Table B1 lists representative uncertainty values of the IFS 120/HR instrument in the period 2005–2008. However, the error sources associated with instrument status (i.e. ILS function, solar pointing, and measurement noise) can differ depending on the FTIR spectrometer quality and stability. In order to account for this fact, Fig. B2 summarises the effects of the different sets of error values on O₃ TCs for the measurement day of Fig. B1. Note that this figure only includes the error estimations for different ILS and LOS configurations (keeping the temperature profile and measurement errors fixed) and for the 1000/1000T and 5MWs/5MWsT setups (the 4MWs/4MWsT error estimations are quite similar to the 5MWs/5MWsT ones, so they have been omitted for simplicity).
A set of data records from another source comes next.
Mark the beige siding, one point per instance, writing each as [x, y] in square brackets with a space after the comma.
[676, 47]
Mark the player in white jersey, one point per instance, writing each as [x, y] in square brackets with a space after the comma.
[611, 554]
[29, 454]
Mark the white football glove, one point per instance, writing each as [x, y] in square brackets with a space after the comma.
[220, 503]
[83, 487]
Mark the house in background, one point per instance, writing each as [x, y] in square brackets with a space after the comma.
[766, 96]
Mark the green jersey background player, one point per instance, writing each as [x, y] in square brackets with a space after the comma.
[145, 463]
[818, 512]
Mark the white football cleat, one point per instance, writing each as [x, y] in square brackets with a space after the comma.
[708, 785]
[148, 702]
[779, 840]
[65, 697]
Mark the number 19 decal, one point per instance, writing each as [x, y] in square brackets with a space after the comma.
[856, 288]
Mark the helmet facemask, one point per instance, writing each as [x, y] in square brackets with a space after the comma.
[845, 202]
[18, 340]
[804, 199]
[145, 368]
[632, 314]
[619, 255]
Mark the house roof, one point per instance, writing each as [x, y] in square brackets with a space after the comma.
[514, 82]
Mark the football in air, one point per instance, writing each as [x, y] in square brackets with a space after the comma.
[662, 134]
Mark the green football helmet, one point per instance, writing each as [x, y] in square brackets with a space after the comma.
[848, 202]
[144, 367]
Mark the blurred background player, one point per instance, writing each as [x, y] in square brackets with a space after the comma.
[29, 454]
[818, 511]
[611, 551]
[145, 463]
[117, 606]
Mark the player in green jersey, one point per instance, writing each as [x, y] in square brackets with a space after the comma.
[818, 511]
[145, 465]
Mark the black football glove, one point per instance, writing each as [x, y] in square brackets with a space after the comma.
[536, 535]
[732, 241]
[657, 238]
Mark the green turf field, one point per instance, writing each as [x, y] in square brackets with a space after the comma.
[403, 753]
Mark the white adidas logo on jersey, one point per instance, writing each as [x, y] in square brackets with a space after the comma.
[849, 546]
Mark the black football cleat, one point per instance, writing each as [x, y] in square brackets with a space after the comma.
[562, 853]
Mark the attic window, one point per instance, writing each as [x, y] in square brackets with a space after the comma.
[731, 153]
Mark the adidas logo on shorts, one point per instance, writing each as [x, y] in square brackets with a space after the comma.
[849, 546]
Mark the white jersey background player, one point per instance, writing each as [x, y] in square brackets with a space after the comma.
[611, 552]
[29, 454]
The effect of different error sets is only noticeable when the temperature profile is simultaneously estimated with O₃ concentrations, likely due to the interference between the ILS function and temperature retrieval. Under these conditions, statistical TPE values range from ∼ 0.5 % for uncertainties of 0.5 % in the MEA and 0.005 rad in the PE (representative of the well-aligned IFS 120/5HR instrument for the period 2008–2018) up to ∼ 1.5 % for an MEA error of 5 % and a PE error of 0.02 rad (representative of the unstable IFS 120M spectrometer). These estimated uncertainties reproduce the changes observed in FTIR O₃ quality for the different periods well when compared to Brewer observations (see Table 2). The cross-interference between the temperature fit and other error sources is also evident for systematic contributions, especially for the worst scenario of ILS degradation (MEA uncertainty values of 5 %). Note that the inconsistency for the 1000T setup is also observed for different ILS set errors, corroborating the findings discussed in Sect. 3.2.2.